Talks on the European Union's trillion-euro budget ended in deadlock yesterday as leaders of the bloc's 27 member states failed to overcome seemingly irreconcilable differences on how to reduce spending.
"There is no agreement," said one official at the summit.
European Commission President Jose Manuel Barroso said the talks were constructive but "we are not yet at the point of reaching consensus".
Tensions between rich and poor states, and Britain's demands for austerity in the budget for the seven years from 2014 to 2020 had set the summit on a rocky course from the start.
British Prime Minister David Cameron threatened to wield his veto unless spending is frozen in real terms, arguing that at a time of austerity at home the EU must also make cuts. Britain, like many countries across Europe, is responding to economic crisis with major public spending cuts.
Nearly a year after he angered his European counterparts by vetoing a pact to resolve the euro-zone crisis, Cameron was again at odds with them by demanding cuts to the perks enjoyed by so-called eurocrats - the well-paid EU civil servants frequently targeted by the British press.

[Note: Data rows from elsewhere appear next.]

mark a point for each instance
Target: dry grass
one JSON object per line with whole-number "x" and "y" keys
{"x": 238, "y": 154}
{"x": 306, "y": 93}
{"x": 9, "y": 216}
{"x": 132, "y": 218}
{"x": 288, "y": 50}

An EU diplomat said the main obstacle at the summit was Cameron's demand for reductions in the planned budget, adding that "the most virulent" countries seeking cuts were Britain, Sweden and the Netherlands.
Cameron had vowed to bring down the budget from a proposed €1.047 trillion (HK$10.44 trillion) to €886 billion.
EU Council President Herman Van Rompuy submitted new proposals that reintroduced his own figure of €972 billion in spending, which comes to just over 1 per cent of the EU's total economic output, the usual benchmark used in Brussels budget talks.
The blueprint that negotiators worked from yesterday spreads the funds more generously to sensitive envelopes like the "cohesion" funds for regional development and the Common Agricultural Policy, the farm subsidy programme cherished by France and the budget's biggest single item. But that was not enough, and EU leaders threw in the towel mid-afternoon.
The first recriminations began to fly, with a British source criticising a lack of preparation by Van Rompuy, saying it made negotiations more difficult.
So-called cohesion funds - billions of euros handed each year to the EU's newer and poorer entrants so they can catch up with richer neighbours - were also central to the battle at the Brussels summit.
The funds were defended tooth and nail by the 15 "Friends of Cohesion" nations - led by Poland and Portugal - that are net beneficiaries of the EU budget.
The cohesion funds are the second-biggest budget item after the CAP payments to farmers and fishermen, which are another bone of contention. France is by far the biggest CAP beneficiary and French President Francois Hollande vowed to fight to keep the prized agricultural subsidies, while denying he was purely defending national interests.
This week, Hollande lashed out at countries that defended budget rebates, the third hot-button issue at the summit.
He did not name any specific countries, but Britain in particular cherishes its budget rebate, which then prime minister Margaret Thatcher obtained in 1984 on the grounds that London was paying too much into the bloc's coffers. The British rebate was worth €3.6 billion last year, and Cameron vowed on Thursday that he had no plans to give it up.
Germany, the Netherlands, Sweden and Austria also insisted on keeping their rebates.